At a rally in Ames on Jan. 25, Ocasio-Cortez delivered a speech in which she failed to mention Sanders’ name ― an omission that Fox News noticed and highlighted. She also encouraged those in attendance to tip off people about the presence of immigration enforcement authorities in their communities to help undocumented immigrants evade detention.

As Vanity Fair first reported in February, Shakir apparently communicated to Ocasio-Cortez his dissatisfaction over her remarks about alerting the presence of immigration authorities. While Sanders has sought to scrap and restructure the Immigration and Customs Enforcement agency in its current form, his campaign has been trying to avoid the impression that it was encouraging noncooperation with federal law as it exists, according to one source. (The Sanders campaign denied on Friday that Shakir ever spoke to Ocasio-Cortez about her immigration remarks.)

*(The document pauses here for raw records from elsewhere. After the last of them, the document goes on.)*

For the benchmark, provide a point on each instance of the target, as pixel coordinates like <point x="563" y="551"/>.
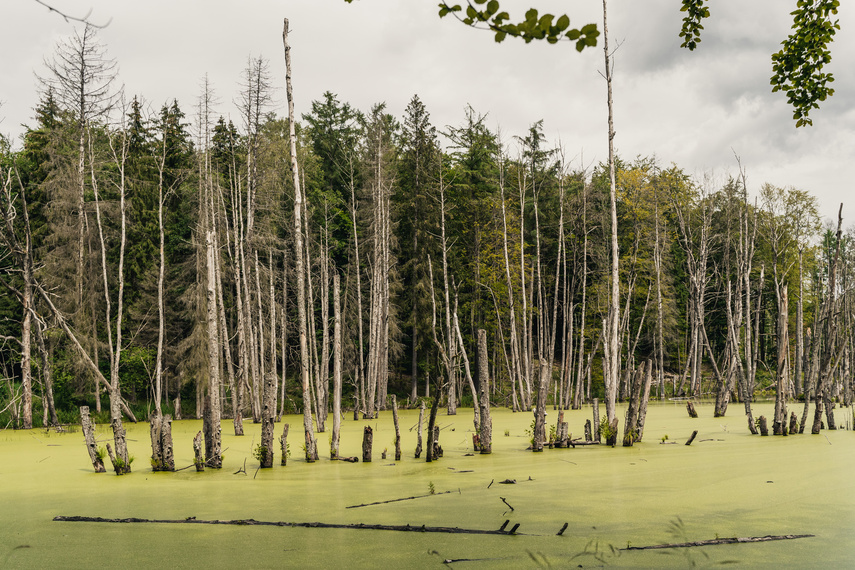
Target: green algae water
<point x="728" y="483"/>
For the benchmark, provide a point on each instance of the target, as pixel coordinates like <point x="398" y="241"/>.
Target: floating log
<point x="253" y="522"/>
<point x="714" y="541"/>
<point x="692" y="437"/>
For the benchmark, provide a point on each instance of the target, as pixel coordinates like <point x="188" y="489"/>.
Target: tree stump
<point x="283" y="444"/>
<point x="794" y="423"/>
<point x="764" y="429"/>
<point x="89" y="435"/>
<point x="367" y="442"/>
<point x="690" y="407"/>
<point x="197" y="452"/>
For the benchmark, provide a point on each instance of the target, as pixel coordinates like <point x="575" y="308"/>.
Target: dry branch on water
<point x="397" y="500"/>
<point x="253" y="522"/>
<point x="714" y="541"/>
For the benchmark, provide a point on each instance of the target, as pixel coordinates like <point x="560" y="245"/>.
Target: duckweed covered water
<point x="727" y="483"/>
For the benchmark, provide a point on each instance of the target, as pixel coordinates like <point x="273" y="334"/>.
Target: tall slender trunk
<point x="611" y="370"/>
<point x="311" y="448"/>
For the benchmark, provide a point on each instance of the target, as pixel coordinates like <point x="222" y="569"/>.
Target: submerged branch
<point x="253" y="522"/>
<point x="714" y="541"/>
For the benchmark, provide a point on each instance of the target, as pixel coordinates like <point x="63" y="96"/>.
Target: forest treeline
<point x="145" y="251"/>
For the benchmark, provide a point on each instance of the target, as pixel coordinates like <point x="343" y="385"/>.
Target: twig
<point x="396" y="500"/>
<point x="509" y="506"/>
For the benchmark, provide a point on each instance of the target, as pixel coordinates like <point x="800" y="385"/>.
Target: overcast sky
<point x="694" y="109"/>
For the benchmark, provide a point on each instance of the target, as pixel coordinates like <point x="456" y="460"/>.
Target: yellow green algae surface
<point x="728" y="483"/>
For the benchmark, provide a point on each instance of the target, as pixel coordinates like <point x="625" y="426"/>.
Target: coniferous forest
<point x="168" y="260"/>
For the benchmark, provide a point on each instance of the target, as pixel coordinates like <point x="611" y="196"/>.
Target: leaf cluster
<point x="798" y="65"/>
<point x="691" y="30"/>
<point x="533" y="27"/>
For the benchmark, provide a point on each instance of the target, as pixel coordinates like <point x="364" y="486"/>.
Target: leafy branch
<point x="489" y="16"/>
<point x="798" y="66"/>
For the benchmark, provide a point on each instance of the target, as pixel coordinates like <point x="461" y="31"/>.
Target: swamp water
<point x="728" y="483"/>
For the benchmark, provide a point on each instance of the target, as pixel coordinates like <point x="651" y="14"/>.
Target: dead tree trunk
<point x="161" y="442"/>
<point x="418" y="452"/>
<point x="540" y="410"/>
<point x="431" y="424"/>
<point x="337" y="361"/>
<point x="89" y="435"/>
<point x="199" y="458"/>
<point x="486" y="428"/>
<point x="283" y="444"/>
<point x="311" y="448"/>
<point x="645" y="397"/>
<point x="397" y="428"/>
<point x="367" y="443"/>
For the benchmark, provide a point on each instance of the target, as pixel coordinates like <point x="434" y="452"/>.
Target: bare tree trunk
<point x="89" y="435"/>
<point x="611" y="369"/>
<point x="485" y="430"/>
<point x="337" y="362"/>
<point x="779" y="427"/>
<point x="418" y="452"/>
<point x="540" y="409"/>
<point x="515" y="370"/>
<point x="311" y="448"/>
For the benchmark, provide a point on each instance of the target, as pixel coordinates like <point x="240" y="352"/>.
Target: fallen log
<point x="714" y="541"/>
<point x="253" y="522"/>
<point x="692" y="437"/>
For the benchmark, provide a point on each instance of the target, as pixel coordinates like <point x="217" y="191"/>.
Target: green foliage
<point x="691" y="30"/>
<point x="798" y="65"/>
<point x="606" y="431"/>
<point x="533" y="27"/>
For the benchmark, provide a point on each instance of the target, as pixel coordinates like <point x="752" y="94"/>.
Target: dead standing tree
<point x="311" y="448"/>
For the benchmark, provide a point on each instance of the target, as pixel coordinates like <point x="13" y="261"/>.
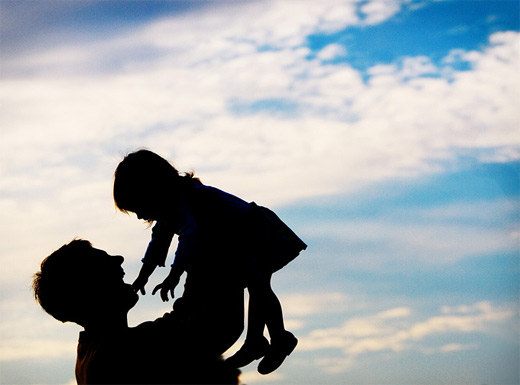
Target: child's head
<point x="144" y="183"/>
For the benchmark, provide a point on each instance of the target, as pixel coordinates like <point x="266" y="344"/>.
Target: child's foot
<point x="280" y="348"/>
<point x="250" y="351"/>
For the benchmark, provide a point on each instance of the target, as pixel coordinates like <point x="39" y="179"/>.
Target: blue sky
<point x="385" y="132"/>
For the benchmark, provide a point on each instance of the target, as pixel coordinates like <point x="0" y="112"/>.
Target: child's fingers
<point x="156" y="288"/>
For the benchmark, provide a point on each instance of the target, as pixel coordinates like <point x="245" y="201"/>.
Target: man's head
<point x="82" y="284"/>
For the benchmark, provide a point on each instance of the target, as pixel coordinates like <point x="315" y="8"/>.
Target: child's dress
<point x="209" y="222"/>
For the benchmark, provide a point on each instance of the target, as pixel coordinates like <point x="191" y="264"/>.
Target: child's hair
<point x="144" y="176"/>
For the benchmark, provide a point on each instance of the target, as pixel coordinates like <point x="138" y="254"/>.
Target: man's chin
<point x="132" y="296"/>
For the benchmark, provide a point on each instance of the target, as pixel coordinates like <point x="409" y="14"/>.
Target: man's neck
<point x="107" y="325"/>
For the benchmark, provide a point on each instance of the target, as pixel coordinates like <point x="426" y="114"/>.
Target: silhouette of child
<point x="213" y="227"/>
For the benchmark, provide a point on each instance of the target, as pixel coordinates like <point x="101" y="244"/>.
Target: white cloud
<point x="399" y="331"/>
<point x="299" y="305"/>
<point x="332" y="51"/>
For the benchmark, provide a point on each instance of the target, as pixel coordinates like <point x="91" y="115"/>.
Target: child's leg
<point x="268" y="307"/>
<point x="282" y="341"/>
<point x="255" y="345"/>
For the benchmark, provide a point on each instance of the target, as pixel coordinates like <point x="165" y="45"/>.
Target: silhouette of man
<point x="81" y="284"/>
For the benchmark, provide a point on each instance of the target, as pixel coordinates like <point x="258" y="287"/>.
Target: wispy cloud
<point x="397" y="329"/>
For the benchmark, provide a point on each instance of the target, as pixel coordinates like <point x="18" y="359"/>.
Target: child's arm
<point x="169" y="284"/>
<point x="162" y="235"/>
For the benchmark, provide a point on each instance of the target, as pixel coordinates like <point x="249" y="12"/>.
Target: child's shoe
<point x="280" y="348"/>
<point x="250" y="351"/>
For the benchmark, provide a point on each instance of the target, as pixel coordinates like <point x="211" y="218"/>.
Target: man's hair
<point x="60" y="283"/>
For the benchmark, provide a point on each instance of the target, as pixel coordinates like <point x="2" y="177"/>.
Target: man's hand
<point x="139" y="284"/>
<point x="168" y="285"/>
<point x="146" y="270"/>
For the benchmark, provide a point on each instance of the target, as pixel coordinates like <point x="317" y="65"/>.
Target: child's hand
<point x="139" y="284"/>
<point x="168" y="286"/>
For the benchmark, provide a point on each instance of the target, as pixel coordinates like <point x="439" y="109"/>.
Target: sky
<point x="386" y="133"/>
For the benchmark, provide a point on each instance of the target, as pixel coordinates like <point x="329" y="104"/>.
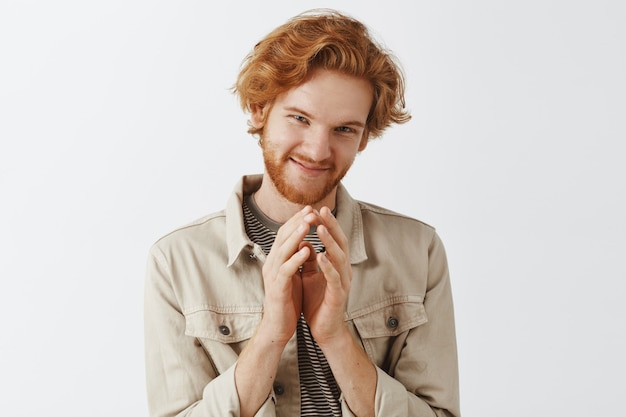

After that, Ocasio-Cortez ― already annoyed with the campaign’s Jan. 23 decision to publicize the endorsement of controversial podcast host Joe Rogan ― grew less interested in helping Sanders’ campaign, according to the source. After her last event in Iowa on Jan. 26, she did not return to the trail for Sanders until 16 days later, at the New Hampshire rally featuring The Strokes.

It’s unclear whether Ocasio-Cortez’s low profile affected Sanders’ performance in the primaries. Sanders continues to struggle with older voters, among whom Ocasio-Cortez has less of a following. Her campaign trail appearance in Michigan did not prevent Sanders’ double-digit loss to Biden there.

Ocasio-Cortez’s presence was likely more missed in Texas’ 28th Congressional District, where progressive attorney Jessica Cisneros fell just 3.6 percentage points shy of unseating conservative Democratic Rep. Henry Cuellar. Ocasio-Cortez endorsed Cisneros in late October but made no trips to South Texas on her behalf ahead of the close race. (Sanders, who endorsed Cisneros in late January, did not make the journey, either.)

The relatively infrequent appearance of an important Sanders surrogate shows the contrasting levels of discipline between the progressive and moderate wings of the Democratic Party.

While Ocasio-Cortez was staying off the campaign trail in the aftermath of Biden’s victory in South Carolina, three moderate ex-presidential contenders ― Amy Klobuchar, Pete Buttigieg and Beto O’Rourke ― endorsed Biden, ensuring him wall-to-wall national media coverage that provided momentum going into Super Tuesday.

Rep. Alexandria Ocasio-Cortez (D-N.Y.) introduces Sen. Bernie Sanders (I-Vt.) in Ann Arbor, Michigan, on Sunday. It was her first campaign-trail appearance for Sanders in nearly a month.
Rep. Alexandria Ocasio-Cortez (D-N.Y.) introduces Sen. Bernie Sanders (I-Vt.) in Ann Arbor, Michigan, on Sunday. It was her first campaign-trail appearance for Sanders in nearly a month.